Help your November plant grow big and strong.

Here´s what´s ahead:

Getting Started

Fennel can be used for so much more than just tea! Besides its high vitamin and mineral content, it also scores with its unmistakably spicy aroma. The variety "Selma" is one of the most productive fennel varieties and is appreciated for its mild taste. Fennel can either be pre-grown inside or sown directly outside in spring.

The most important information at a glance: 

  • Seed depth: 1 - 2 cm  

  • Germination temperature: 20 - 22 °C 

  • Germination period: 8 - 12 days 

  • Location: sunny - semi-shady

  • Sowing indoors: Feb. - Jul.

  • Relocate outdoors: Apr. – May

  • Direct sowing: May - Jul.

  • Final planting distance: 30 cm 

  • Root depth: 35 cm 

  • Nutrient requirements: medium


Sowing indoors:  

  • Fill the seed tray with soil.

  • Tear the seed paper from your calendar into pieces with one seed each.

  • Make holes in the soil with your finger (depth approx. 1 - 2 cm) and distribute the pieces of paper in the holes.

  • Close the holes, water everything well, and place the trays on a bright window sill.

  • Place a transparent film or a glass cover over the pots for a higher germination rate.
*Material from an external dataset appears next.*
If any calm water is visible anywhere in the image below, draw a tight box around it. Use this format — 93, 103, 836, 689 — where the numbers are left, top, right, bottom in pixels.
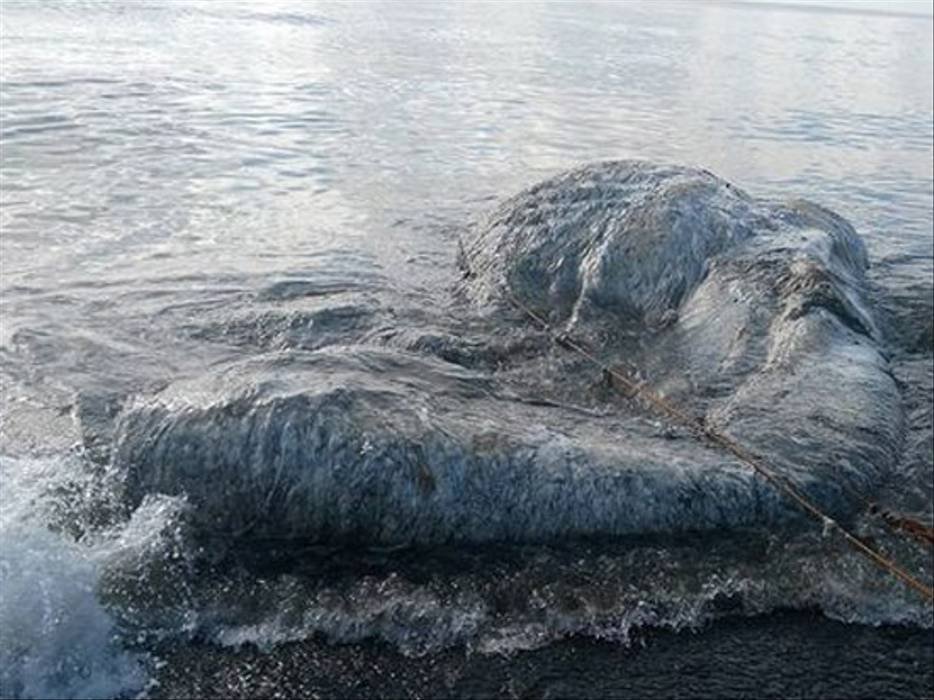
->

Lift them regularly to avoid mold and remove them after germination.

Direct sowing in the open:

  • Make grooves at a distance of 30 cm in the soil (depth approx. 1 - 2 cm).

  • Tear the seed paper into smaller pieces and spread them in the grooves at a distance of 20 cm.
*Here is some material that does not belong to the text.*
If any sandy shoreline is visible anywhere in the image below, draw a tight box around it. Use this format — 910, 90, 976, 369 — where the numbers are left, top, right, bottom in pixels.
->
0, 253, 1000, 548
  • Close the grooves and water the seeds well.

  • Keep evenly moist until germination.



  • Transplant fennel seedlings grown in trays into individual pots after a few weeks.
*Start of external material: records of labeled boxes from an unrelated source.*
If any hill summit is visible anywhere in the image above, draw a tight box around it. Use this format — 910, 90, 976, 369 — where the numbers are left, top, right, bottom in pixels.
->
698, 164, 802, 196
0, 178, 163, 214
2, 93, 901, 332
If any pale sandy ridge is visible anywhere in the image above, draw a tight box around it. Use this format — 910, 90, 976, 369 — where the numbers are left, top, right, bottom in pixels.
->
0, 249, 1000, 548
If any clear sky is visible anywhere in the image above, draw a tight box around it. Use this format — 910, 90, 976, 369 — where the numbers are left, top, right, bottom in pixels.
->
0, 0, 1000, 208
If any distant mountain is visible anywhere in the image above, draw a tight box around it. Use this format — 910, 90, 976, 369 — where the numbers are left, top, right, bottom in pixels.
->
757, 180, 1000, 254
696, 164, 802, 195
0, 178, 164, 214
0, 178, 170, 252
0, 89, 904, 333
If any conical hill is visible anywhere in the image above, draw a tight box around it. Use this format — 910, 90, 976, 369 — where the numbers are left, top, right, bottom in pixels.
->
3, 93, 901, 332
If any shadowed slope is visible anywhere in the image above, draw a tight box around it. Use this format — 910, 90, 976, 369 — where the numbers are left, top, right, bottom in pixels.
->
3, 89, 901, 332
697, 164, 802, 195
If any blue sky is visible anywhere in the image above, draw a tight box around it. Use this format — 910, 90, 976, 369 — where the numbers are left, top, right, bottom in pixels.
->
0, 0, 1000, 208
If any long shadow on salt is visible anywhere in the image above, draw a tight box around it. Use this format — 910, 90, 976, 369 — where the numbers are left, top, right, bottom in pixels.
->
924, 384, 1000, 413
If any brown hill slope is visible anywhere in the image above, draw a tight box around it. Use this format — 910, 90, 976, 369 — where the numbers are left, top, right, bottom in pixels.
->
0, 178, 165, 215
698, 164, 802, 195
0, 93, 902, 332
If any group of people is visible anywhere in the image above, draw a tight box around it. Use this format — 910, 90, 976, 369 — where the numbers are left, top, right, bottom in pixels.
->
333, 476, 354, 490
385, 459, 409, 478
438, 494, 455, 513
  • Fennel directly sown in a bed only needs to be separated if the seedlings have grown too close together.

  • Fill small pots (diameter approx. 11 cm) about halfway with vegetable soil. Use pots with a drainage hole and a saucer.

  • Carefully lift the seedlings out of the seed tray with a pricking stick or spoon handle.

  • Place them individually in the new plant pots and cover them with vegetable soil up to the leaf base.

  • Press down lightly and water immediately after repotting so that soil is flushed to the roots.

  • From April and when the little plants have reached a size of at least 10 cm, you can plant your fennel in the bed at a distance of 30 cm.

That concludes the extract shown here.